2019-20 Winter Preview: Hillcrest Boys Basketball

By Dana Harding (For OzarksSportsZone.com)

Hillcrest basketball will see a new, familiar face on the court this season, as former Hornet Jordan Fielding takes over head coaching duties.

While this season marks his first as a head coach, Fielding is no stranger to the Ozark Conference. The Hillcrest graduate spent five years as an assistant with Kickapoo before joining former Hornets head coach Joel Brown for last season’s campaign.

Hillcrest finished 8-18, falling to Rogersville in the district semifinals.

“Last year we had high expectations for our season, but failed to meet those expectations,” Fielding said. “We struggled to guard and score consistently. On top of that we never really gelled very well as a team. The talent and athletic ability was there, but we never got over that hump that was in front of us all season.”

Fielding’s first order of business will be finding replacements for a quintet of graduated seniors, including Brenden Weaver, Branon Menifee, Laterrian Jarmin Jarmin, Samson Cochran and Brock Schaffitzel.

Weaver will continue his basketball career this season at Evangel University.


“Brenden was a player who was a big part of our program for four years,” Fielding said. “He set a great example for our younger guys about how to show up to practice/games and work hard every day. We will miss his hard work and leadership.”

Despite the significant roster turnover, the talent cupboard is far from barren this season.

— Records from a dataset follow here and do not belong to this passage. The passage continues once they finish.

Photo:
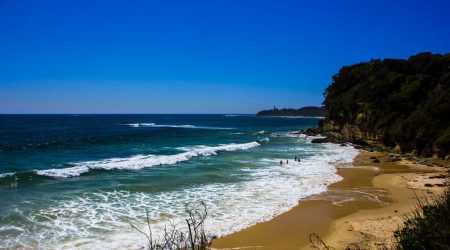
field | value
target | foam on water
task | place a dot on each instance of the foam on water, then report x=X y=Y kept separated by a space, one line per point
x=64 y=172
x=153 y=125
x=100 y=220
x=144 y=161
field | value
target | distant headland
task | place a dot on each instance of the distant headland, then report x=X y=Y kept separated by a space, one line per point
x=309 y=111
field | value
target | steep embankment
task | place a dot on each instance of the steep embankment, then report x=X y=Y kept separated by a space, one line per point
x=394 y=103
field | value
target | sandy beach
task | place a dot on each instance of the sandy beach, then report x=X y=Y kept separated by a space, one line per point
x=364 y=208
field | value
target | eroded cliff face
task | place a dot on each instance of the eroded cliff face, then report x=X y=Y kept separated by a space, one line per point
x=346 y=132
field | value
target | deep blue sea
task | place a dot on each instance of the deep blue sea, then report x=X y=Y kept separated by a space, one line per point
x=78 y=181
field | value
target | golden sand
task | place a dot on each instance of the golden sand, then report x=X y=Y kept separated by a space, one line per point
x=364 y=208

The Hornets will be led by a pair of dynamic junior guards in 6-foot Chrishawn Haggard (9.9 ppg, 2.2 rpg, 2.3 apg) and 6-foot-1 Maleek Herron (9.9 ppg, 3.8 rpg, 2.3 apg).

Both players could be on the cusp of breakout seasons, according to Fielding.

“Chrishawn is a capable shooter from all areas of the court and can get to the rim as well,” Fielding said. “He makes a commitment to guard, as well, which will be a big emphasis of our team this year. Maleek can shoot it consistently and is a great finisher around the rim. His pace of play will really help our offense be effective this year.”

With only a pair of returning players, Hillcrest’s roster will feature a host of new players — two seniors, two juniors, three sophomores and two freshmen — eager to challenge for varsity minutes.

Jordan Ausler, Anthony Rose, Aiden Tummons, Jordan Leed, DeeVon Braxton, Lemarkus Miller, Devin Oliver, Cole Griesemer and Cooper Huett could all make an impact at the varsity level this season.

While Hillcrest’s roster will lacking experience, Fielding is optimistic heading into the season.

“I am excited for the season ahead,” Fielding said. “I think we have a great group of guys, both young and old, who are hungry and excited to prove themselves this year. We only have two returning lettermen/starters back, so there will be a lot of opportunity for our young guys to make a difference in our season.”

With so many inexperienced players, Hillcrest’s attack — at least initially — will rely heavily on its dynamic guard duo.

“Our biggest strength heading into the season is our guard play,” Fielding said. “Crishawn and Maleek are two good guards who know how to play the game, can shoot it, penetrate and get others involved as well. Add in some of our newcomers with those two, and I like the lineups that can be put out on the court.”

For the Hornets to succeed in a challenging Ozark Conference and compete for a district title, Fielding believes it all boils down to consistent defensive effort.

“In order for us to have a successful season we have to guard on a consistent basis each game,” Fielding said. “Once we buy into guarding every night, I think that we will be a tough team to beat.”

Hillcrest opens its season Nov. 26 at Fair Grove.